Pick up any newspaper in the United States today, and one can find evidence of the constant conflicts that result from the tension between the rights of the individual and the needs and desires of the common good.

Protecting individual rights is the cornerstone of the founding principle of the United States. The Declaration of Independence proclaims that all men are created equal, and the Constitution’s Bill of Rights enumerates the most important of the citizenry’s individual rights. Yet the state must, and does, curb individual rights on a daily basis, through laws and the courts. How much the state should curb individual rights, and in what areas the state should get involved, however, is a never-ending, constantly shifting debate that gets played out in the media and in politics.

In this book, Current Issues: Opposing Viewpoints, a multitude of debates emphasize this tension. Should gun rights of citizens, for example, be curbed to protect the type of senseless massacre that occurred in Littleton, Colorado, where thirteen people were killed by two student gunmen who also took their own lives.
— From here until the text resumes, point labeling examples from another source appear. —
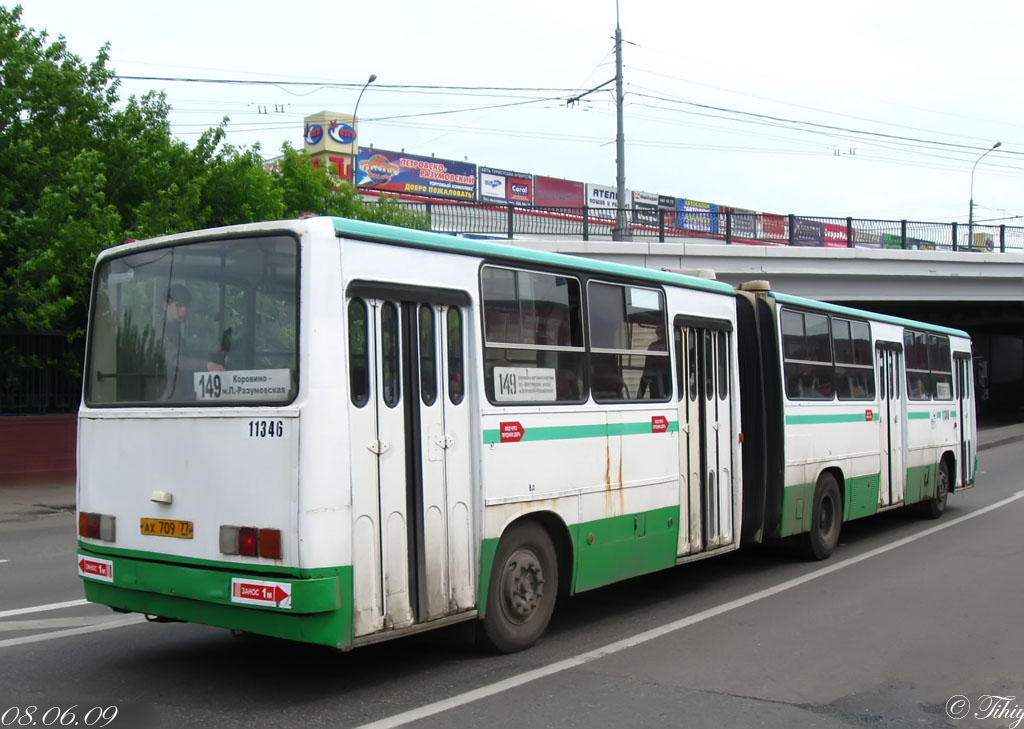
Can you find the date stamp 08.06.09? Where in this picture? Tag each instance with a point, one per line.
(74, 716)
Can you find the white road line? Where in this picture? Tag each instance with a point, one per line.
(50, 624)
(515, 681)
(43, 608)
(119, 623)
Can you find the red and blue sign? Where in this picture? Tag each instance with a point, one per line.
(341, 133)
(313, 134)
(412, 174)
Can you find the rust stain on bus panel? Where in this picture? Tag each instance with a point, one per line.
(607, 463)
(622, 490)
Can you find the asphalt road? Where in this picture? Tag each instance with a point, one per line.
(906, 614)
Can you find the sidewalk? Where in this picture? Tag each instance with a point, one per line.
(31, 502)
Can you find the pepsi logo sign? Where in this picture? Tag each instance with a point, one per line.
(314, 132)
(341, 133)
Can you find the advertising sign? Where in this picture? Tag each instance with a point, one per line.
(836, 236)
(808, 232)
(645, 208)
(603, 201)
(412, 174)
(698, 217)
(743, 222)
(862, 239)
(504, 186)
(329, 131)
(668, 204)
(553, 193)
(773, 227)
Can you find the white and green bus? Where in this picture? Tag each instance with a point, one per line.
(341, 432)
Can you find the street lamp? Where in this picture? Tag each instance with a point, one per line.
(355, 113)
(970, 218)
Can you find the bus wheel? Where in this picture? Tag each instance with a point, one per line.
(523, 587)
(934, 507)
(826, 518)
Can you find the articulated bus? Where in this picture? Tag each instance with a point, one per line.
(340, 432)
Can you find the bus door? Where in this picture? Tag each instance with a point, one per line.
(892, 414)
(965, 397)
(702, 360)
(411, 456)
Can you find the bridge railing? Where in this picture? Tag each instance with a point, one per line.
(589, 223)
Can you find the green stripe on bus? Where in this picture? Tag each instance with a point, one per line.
(321, 611)
(488, 249)
(830, 418)
(569, 432)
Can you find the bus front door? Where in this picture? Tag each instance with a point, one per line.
(965, 421)
(411, 453)
(892, 414)
(706, 438)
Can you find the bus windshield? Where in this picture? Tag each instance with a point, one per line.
(202, 324)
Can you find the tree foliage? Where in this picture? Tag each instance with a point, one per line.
(81, 171)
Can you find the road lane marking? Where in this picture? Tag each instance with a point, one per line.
(515, 681)
(50, 624)
(118, 623)
(43, 608)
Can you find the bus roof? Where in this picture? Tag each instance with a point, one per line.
(489, 249)
(870, 315)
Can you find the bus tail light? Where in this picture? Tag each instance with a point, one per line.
(96, 526)
(250, 542)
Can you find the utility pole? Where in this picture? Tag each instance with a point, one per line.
(622, 229)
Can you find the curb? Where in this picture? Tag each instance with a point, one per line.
(1001, 441)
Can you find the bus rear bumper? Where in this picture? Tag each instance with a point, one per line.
(314, 606)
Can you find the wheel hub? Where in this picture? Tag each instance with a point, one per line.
(522, 587)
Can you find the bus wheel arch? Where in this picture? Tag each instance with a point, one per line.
(934, 507)
(531, 567)
(826, 516)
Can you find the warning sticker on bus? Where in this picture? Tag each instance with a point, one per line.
(235, 385)
(524, 384)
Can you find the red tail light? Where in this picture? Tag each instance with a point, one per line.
(250, 542)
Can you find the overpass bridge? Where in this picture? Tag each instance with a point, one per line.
(971, 277)
(979, 292)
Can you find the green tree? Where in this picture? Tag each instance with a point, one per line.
(79, 174)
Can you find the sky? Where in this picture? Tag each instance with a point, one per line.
(878, 109)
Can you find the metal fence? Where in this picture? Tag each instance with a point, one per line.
(731, 227)
(39, 373)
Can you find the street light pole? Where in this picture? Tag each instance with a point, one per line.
(622, 229)
(355, 122)
(970, 217)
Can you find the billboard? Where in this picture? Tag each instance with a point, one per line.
(773, 227)
(668, 204)
(697, 217)
(743, 222)
(504, 186)
(412, 174)
(645, 208)
(603, 201)
(836, 236)
(553, 193)
(808, 232)
(863, 239)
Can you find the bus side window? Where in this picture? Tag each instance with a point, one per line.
(358, 356)
(457, 387)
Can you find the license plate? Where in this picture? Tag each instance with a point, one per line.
(166, 527)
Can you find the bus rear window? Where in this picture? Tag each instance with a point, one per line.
(211, 323)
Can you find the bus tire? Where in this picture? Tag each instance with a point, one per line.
(826, 519)
(934, 507)
(523, 588)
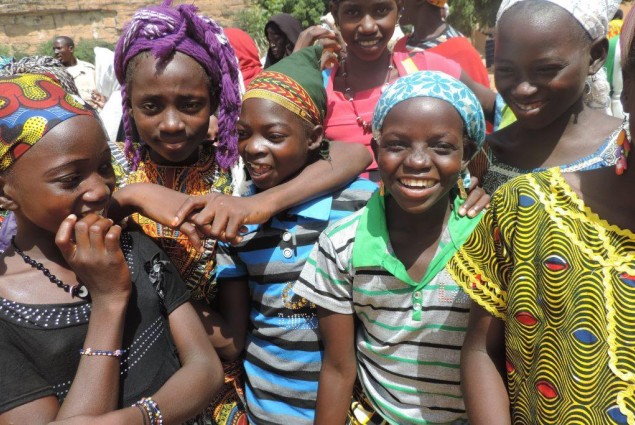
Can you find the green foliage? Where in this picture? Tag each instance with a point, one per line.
(83, 48)
(253, 18)
(467, 15)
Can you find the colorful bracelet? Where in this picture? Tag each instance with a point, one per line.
(90, 352)
(152, 409)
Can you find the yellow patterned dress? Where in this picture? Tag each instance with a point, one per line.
(196, 268)
(563, 280)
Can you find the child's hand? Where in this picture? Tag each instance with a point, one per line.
(91, 248)
(221, 216)
(477, 200)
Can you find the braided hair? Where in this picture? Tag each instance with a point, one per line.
(162, 31)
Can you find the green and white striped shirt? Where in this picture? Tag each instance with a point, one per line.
(410, 334)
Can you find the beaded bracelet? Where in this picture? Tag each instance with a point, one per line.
(90, 352)
(152, 409)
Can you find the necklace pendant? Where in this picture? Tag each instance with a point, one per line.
(79, 291)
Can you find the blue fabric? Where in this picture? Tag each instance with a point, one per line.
(283, 354)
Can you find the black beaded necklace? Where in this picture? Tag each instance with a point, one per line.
(75, 291)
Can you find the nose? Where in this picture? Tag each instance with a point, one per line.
(171, 121)
(418, 159)
(368, 25)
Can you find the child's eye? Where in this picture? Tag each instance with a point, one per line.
(276, 137)
(351, 12)
(149, 108)
(106, 169)
(393, 146)
(242, 134)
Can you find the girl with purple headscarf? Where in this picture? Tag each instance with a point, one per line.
(177, 68)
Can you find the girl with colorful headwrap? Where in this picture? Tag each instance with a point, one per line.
(177, 68)
(548, 53)
(388, 310)
(356, 83)
(551, 270)
(92, 318)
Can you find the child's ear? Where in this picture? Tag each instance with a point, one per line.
(375, 148)
(599, 51)
(469, 150)
(6, 201)
(316, 135)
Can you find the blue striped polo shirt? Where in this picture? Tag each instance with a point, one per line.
(283, 351)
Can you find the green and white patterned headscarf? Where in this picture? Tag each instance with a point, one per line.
(439, 86)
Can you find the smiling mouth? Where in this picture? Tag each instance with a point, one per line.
(417, 184)
(528, 107)
(369, 43)
(257, 170)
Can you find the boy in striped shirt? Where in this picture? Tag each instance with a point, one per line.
(280, 132)
(387, 307)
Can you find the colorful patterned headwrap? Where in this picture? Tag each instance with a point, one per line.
(626, 38)
(294, 83)
(438, 3)
(593, 15)
(30, 106)
(439, 86)
(163, 30)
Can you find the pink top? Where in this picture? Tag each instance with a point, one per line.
(341, 120)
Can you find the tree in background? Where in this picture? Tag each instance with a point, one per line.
(254, 18)
(467, 15)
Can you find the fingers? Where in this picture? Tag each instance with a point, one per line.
(111, 241)
(64, 237)
(194, 203)
(476, 202)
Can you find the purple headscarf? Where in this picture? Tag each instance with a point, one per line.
(164, 30)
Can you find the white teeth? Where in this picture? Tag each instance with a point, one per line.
(529, 106)
(423, 184)
(259, 168)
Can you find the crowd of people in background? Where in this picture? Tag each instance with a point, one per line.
(358, 226)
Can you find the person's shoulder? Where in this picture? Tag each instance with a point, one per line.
(360, 189)
(85, 64)
(344, 229)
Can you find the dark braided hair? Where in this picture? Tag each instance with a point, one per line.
(164, 30)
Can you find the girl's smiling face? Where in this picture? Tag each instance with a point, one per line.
(541, 65)
(274, 142)
(69, 171)
(170, 107)
(366, 25)
(420, 155)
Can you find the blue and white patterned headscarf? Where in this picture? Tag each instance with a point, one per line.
(593, 15)
(439, 86)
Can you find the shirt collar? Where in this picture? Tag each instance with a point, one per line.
(372, 241)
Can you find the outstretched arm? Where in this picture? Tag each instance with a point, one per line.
(339, 367)
(483, 370)
(222, 216)
(227, 327)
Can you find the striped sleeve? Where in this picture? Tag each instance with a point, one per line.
(228, 263)
(326, 279)
(483, 266)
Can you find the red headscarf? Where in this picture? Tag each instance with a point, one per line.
(247, 53)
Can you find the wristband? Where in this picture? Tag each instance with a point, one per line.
(90, 352)
(152, 409)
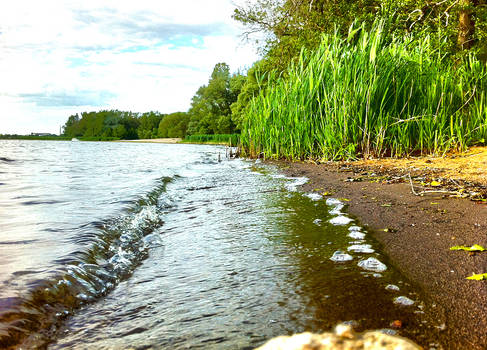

For some, including President Bill Clinton and a host of others, the answer is an emphatic yes. Only by curbing certain types of ammunition and weaponry, insisting on background checks on buyers, and imposing stiff fines on those that violate these rules, can this type of violence be curbed. Essentially, those that favor involvement of the state believe that the state can and should become involved in solving social problems. The state should go beyond punishing perpetrators to preventing possible infractions, which necessitates laws that place curbs on the right of individuals to purchase guns. As sociologist Amitai Etzioni argues, “no right is absolute and all must be balanced against the common good.”

Those who favor individual rights believe that the state cannot fix problems that essentially reside in the human heart. Using the Littleton, Colorado, example, these people would argue that laws, curbs on ammunition, or any other such measures could not have stopped those teenage gunmen. Aberrant, terrible crimes will happen, but they are the cost of freedom. Free- dom cannot be predicated on the actions of the insane, the radical, or the twisted in society. Individual rights must, by their very nature, guarantee the freedoms of the average, law-abiding citizen. When the state gets involved, it punishes all for the crimes of a few, and this cannot be acceptable to the citizenry as a whole, many argue. In fact, fear of tyranny, of the state overstepping its bounds, is the essence of what America’s founders attempted to prevent. As philosophy professor Tibor R. Machan proclaims, “The only truly public good is the protection of individual rights, nothing else.”

Because the United States is based on democratic principles, an uneasy balance exists between those that believe individual rights must take precedence in society and those that believe the state must place limits on those rights. This balance has factored into nearly every issue under public debate. Thomas Jefferson foresaw the conflict, but believed that the nation should err on the side of the individual, arguing that a government “shall restrain men from injuring one another,” but “shall leave them otherwise free to regulate their own pursuits of industry and improvement.” As the viewpoints in this volume reflect, the definition of what constitutes the common good, what Jefferson would term “improvement,” is much in debate.